We start with gradient descent:

In [53]:
f = lambda x: (1-x[0]*x[0] - x[1]*x[1]) * (1-x[0]*x[0] - x[1]*x[1])
g = lambda x: x[0]*x[0] + x[1]*x[1] + x[2]*x[2] + x[0] + x[1]

g_exact = np.array([-1/2, -1/2, 0])
g_descent, iter_g_descent = gradient_descent_method(g, np.array([10.0,10.0,10.0]), TOL = 0.001, beta=0.5)
f_descent, iter_f_descent = gradient_descent_method(f, np.array([2.0, 2.0]), TOL = 0.001, beta=0.5)
print("GRADIENT DESCENT")
print("Stationary point f(x,y): " + str(f_descent))
print("x^2 +  y^2 = 1 check: " + str(f_descent[0]*f_descent[0] + f_descent[1]*f_descent[1]))
print("Iterations f: " + str(iter_f_descent))
print()
print("Absolute Error g(x,y,z): " + str(abs(g_descent - g_exact)))
print("Iterations g: " + str(iter_g_descent))

GRADIENT DESCENT
Stationary point f(x,y): [0.70630603 0.70630603]
x^2 +  y^2 = 1 check: 0.9977364030035543
Iterations f: 63

Absolute Error g(x,y,z): [0.00028484 0.00028484 0.00027127]
Iterations g: 336


The method converges to the minima within the tolererence.

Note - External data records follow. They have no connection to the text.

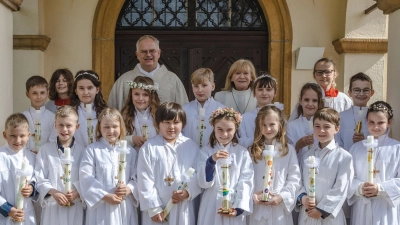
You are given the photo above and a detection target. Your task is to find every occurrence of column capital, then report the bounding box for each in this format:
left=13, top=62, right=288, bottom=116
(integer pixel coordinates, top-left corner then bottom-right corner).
left=0, top=0, right=23, bottom=11
left=376, top=0, right=400, bottom=14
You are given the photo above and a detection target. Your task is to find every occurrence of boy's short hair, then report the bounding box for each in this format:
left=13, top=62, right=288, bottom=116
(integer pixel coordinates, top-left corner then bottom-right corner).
left=4, top=113, right=29, bottom=130
left=190, top=68, right=214, bottom=85
left=349, top=72, right=374, bottom=91
left=313, top=107, right=340, bottom=128
left=56, top=105, right=79, bottom=122
left=155, top=102, right=186, bottom=129
left=25, top=75, right=49, bottom=92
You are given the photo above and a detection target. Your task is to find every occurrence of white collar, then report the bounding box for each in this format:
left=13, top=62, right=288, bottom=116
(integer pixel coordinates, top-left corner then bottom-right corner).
left=29, top=106, right=46, bottom=113
left=137, top=63, right=160, bottom=77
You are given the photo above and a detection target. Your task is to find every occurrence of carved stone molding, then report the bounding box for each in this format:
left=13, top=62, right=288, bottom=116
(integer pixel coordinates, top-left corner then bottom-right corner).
left=0, top=0, right=23, bottom=11
left=13, top=35, right=51, bottom=51
left=376, top=0, right=400, bottom=14
left=332, top=38, right=388, bottom=55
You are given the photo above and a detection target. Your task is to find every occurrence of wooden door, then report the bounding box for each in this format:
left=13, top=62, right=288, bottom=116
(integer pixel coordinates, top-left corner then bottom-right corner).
left=115, top=30, right=268, bottom=100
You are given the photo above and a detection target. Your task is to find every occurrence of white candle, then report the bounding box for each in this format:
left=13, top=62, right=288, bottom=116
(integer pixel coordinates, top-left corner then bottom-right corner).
left=64, top=148, right=71, bottom=193
left=34, top=110, right=42, bottom=153
left=85, top=104, right=94, bottom=144
left=163, top=167, right=195, bottom=219
left=367, top=135, right=374, bottom=183
left=197, top=108, right=206, bottom=148
left=261, top=145, right=274, bottom=202
left=85, top=104, right=92, bottom=114
left=17, top=159, right=28, bottom=209
left=307, top=120, right=314, bottom=150
left=308, top=156, right=315, bottom=202
left=118, top=140, right=127, bottom=185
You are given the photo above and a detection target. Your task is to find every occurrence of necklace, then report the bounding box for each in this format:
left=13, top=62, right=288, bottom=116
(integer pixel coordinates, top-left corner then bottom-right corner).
left=231, top=92, right=251, bottom=114
left=372, top=135, right=387, bottom=178
left=164, top=143, right=176, bottom=186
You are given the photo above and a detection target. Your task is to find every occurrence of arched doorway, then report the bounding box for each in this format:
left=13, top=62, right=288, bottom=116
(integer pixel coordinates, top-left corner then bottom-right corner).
left=92, top=0, right=292, bottom=112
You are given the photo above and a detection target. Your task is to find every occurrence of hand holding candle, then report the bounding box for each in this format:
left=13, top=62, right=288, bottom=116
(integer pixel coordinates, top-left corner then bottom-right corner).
left=261, top=145, right=275, bottom=202
left=197, top=108, right=206, bottom=148
left=85, top=104, right=94, bottom=144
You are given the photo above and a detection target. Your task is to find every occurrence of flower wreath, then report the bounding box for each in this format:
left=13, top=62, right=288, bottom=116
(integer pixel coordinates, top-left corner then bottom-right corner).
left=127, top=81, right=159, bottom=92
left=210, top=107, right=242, bottom=126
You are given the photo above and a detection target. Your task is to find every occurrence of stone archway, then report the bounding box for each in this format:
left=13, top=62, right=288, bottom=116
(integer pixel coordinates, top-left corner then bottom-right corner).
left=92, top=0, right=293, bottom=113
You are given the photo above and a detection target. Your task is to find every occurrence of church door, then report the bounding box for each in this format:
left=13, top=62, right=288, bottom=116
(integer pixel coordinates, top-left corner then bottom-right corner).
left=115, top=0, right=268, bottom=100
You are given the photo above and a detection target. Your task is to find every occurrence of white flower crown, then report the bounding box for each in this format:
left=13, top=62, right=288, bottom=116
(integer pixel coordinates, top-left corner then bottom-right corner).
left=126, top=81, right=159, bottom=92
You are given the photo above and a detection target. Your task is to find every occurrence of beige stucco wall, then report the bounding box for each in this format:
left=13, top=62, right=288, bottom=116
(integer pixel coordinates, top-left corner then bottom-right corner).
left=13, top=0, right=44, bottom=112
left=0, top=4, right=13, bottom=146
left=287, top=0, right=346, bottom=109
left=340, top=0, right=388, bottom=104
left=387, top=10, right=400, bottom=140
left=43, top=0, right=98, bottom=80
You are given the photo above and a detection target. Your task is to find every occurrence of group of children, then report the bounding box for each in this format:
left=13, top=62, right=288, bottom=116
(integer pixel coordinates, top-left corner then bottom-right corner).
left=0, top=59, right=400, bottom=225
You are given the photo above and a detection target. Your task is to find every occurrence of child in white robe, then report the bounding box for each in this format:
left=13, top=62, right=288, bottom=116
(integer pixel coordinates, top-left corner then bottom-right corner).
left=348, top=101, right=400, bottom=225
left=182, top=68, right=225, bottom=148
left=248, top=105, right=300, bottom=225
left=137, top=102, right=201, bottom=225
left=286, top=83, right=324, bottom=164
left=0, top=113, right=37, bottom=225
left=197, top=108, right=254, bottom=225
left=239, top=74, right=283, bottom=148
left=289, top=58, right=353, bottom=121
left=70, top=70, right=107, bottom=147
left=335, top=73, right=375, bottom=151
left=45, top=69, right=74, bottom=113
left=22, top=76, right=57, bottom=153
left=35, top=105, right=85, bottom=225
left=79, top=108, right=138, bottom=225
left=296, top=108, right=353, bottom=225
left=121, top=76, right=160, bottom=151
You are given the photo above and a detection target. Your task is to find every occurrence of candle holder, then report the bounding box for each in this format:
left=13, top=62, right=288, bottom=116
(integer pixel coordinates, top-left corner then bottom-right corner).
left=261, top=145, right=275, bottom=202
left=304, top=156, right=321, bottom=212
left=13, top=159, right=33, bottom=222
left=218, top=157, right=235, bottom=214
left=196, top=112, right=206, bottom=148
left=60, top=153, right=75, bottom=207
left=116, top=140, right=130, bottom=200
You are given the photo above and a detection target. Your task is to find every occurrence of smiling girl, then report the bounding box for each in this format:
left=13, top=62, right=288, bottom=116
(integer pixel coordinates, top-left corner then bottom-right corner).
left=121, top=76, right=160, bottom=150
left=79, top=108, right=138, bottom=225
left=71, top=70, right=107, bottom=146
left=197, top=108, right=254, bottom=225
left=348, top=101, right=400, bottom=225
left=45, top=69, right=74, bottom=113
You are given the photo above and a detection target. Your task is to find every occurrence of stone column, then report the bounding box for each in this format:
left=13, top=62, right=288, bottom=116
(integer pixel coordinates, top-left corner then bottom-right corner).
left=377, top=0, right=400, bottom=140
left=0, top=0, right=19, bottom=146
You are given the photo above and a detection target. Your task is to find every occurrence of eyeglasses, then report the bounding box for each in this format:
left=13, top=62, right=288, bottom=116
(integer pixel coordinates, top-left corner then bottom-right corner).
left=352, top=88, right=371, bottom=95
left=314, top=70, right=335, bottom=77
left=140, top=49, right=158, bottom=55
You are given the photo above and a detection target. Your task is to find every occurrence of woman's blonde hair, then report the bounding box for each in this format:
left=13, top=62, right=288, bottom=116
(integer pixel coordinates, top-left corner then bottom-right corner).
left=222, top=59, right=256, bottom=91
left=250, top=105, right=289, bottom=163
left=96, top=108, right=126, bottom=141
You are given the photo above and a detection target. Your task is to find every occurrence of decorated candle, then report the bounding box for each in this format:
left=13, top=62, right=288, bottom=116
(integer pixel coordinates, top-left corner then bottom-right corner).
left=367, top=135, right=374, bottom=183
left=197, top=108, right=206, bottom=148
left=118, top=140, right=127, bottom=185
left=163, top=167, right=195, bottom=219
left=307, top=120, right=314, bottom=150
left=261, top=145, right=275, bottom=202
left=85, top=104, right=94, bottom=144
left=308, top=155, right=315, bottom=202
left=142, top=116, right=149, bottom=140
left=17, top=160, right=28, bottom=209
left=34, top=110, right=42, bottom=152
left=64, top=148, right=72, bottom=193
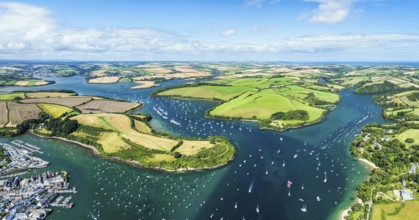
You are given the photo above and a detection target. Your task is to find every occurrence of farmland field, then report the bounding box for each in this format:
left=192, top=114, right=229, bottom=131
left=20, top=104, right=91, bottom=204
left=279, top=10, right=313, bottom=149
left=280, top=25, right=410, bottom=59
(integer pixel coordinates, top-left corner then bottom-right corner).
left=130, top=81, right=159, bottom=89
left=26, top=92, right=75, bottom=99
left=176, top=141, right=213, bottom=156
left=0, top=102, right=9, bottom=127
left=157, top=77, right=340, bottom=129
left=372, top=201, right=419, bottom=220
left=7, top=102, right=42, bottom=127
left=38, top=103, right=73, bottom=118
left=72, top=114, right=178, bottom=152
left=158, top=86, right=252, bottom=101
left=0, top=92, right=25, bottom=101
left=134, top=120, right=151, bottom=134
left=77, top=100, right=141, bottom=113
left=15, top=80, right=49, bottom=86
left=89, top=76, right=120, bottom=84
left=22, top=96, right=93, bottom=107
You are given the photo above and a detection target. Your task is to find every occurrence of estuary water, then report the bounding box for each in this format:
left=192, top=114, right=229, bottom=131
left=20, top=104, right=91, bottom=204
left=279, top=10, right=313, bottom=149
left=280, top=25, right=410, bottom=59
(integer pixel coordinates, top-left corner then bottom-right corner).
left=0, top=77, right=383, bottom=220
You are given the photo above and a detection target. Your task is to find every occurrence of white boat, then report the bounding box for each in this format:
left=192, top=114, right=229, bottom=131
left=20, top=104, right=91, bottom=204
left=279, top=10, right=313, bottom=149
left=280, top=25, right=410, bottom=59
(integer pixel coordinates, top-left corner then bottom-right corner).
left=170, top=119, right=180, bottom=126
left=301, top=205, right=307, bottom=212
left=323, top=171, right=327, bottom=182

We continue with Newton's method for which we have to compute the gradient and Hessian for both functions.
$$
\nabla f = (-4x+4x^3+ 4xy^2, \ -4y+4yx^2+4y^3)^T,
$$
$$
Hf = \begin{pmatrix} -4 + 12x^2 + 4y^2 & 8xy \\ 8yx & -4 + 4x^2 + 12y^2 \end{pmatrix},
$$
$$
\nabla g = (2x + 1, 2y + 1, 2z)^T,
$$
$$
Hg = \begin{pmatrix} 2 & 0 & 0 \\ 0 & 2& 0 \\ 0 & 0 & 2 \end{pmatrix}.
$$

In [57]:
# grad and hessian for x^2 + y^2+ 10x (min at [-5,0])
def fG(x):
  g = np.array([[-4.0*x[0,0] + 4.0*(x[0,0]**3) + 4*x[0,0]*x[1,0]*x[1,0]], [-4.0*x[1,0] + 4.0*x[1,0]*x[0,0]*x[0,0] + 4.0*(x[1,0]**3)]])
  return g
def fH(x):
  H = np.array([[-4.0 + 12.0*x[0,0]*x[0,0] + 4.0*x[1,0]*x[1,0], 8*x[0,0]*x[1,0]], [8*x[0,0]*x[1,0], -4.0 + 4.0*x[0,0]*x[0,0] + 12.0*x[1,0]*x[1,0]]])
  return H

def gG(x):
  g = np.array([[2.0*x[0,0] + 1.0], [2.0*x[1,0] + 1], [2.0*x[2,0]]])
  return g

def gH(x):
  H = np.array([[2.0,0.0,0.0], [0.0,2.0,0.0], [0.0,0.0,2.0]])
  return H

f_newton, iter_f_newton  = newtons_method(np.array([[2.0],[2.0]]), fG, fH)
g_newton, iter_g_newton = newtons_method(np.array([[10.0],[10.0],[10.0]]), gG, gH)

print("NEWTONS METHOD")
print("Stationary point f(x,y): " + str(f_newton))
print("x^2 +  y^2 = 1 check: " + str(f_newton[0,0]*f_newton[0,0] + f_newton[1,0]*f_newton[1,0]))
print("Iterations f: " + str(iter_f_newton))
print()
print("Absolute Error g(x,y,z): " + str(abs(g_newton.flatten() - g_exact)))
print("Iterations g: " + str(iter_g_newton))

NEWTONS METHOD
Stationary point f(x,y): [[0.70710678]
 [0.70710678]]
x^2 +  y^2 = 1 check: 1.0000000000019007
Iterations f: 7

Absolute Error g(x,y,z): [0. 0. 0.]
Iterations g: 2


Newton's method also converge to the minima of the two functions.

# **Discussion**

The implementation of the two methods appears to be sound and they behave as expected. 

While it is expected that Newton's method is both more accurate and faster to converge than gradient descent, since it uses more information of the function. It was quite surprising just how much faster and accurate Newton's method was.  However, gradient descent uses an approximation of the gradient while Newton's has the exact Hessian, so the comparision is not entirely fair.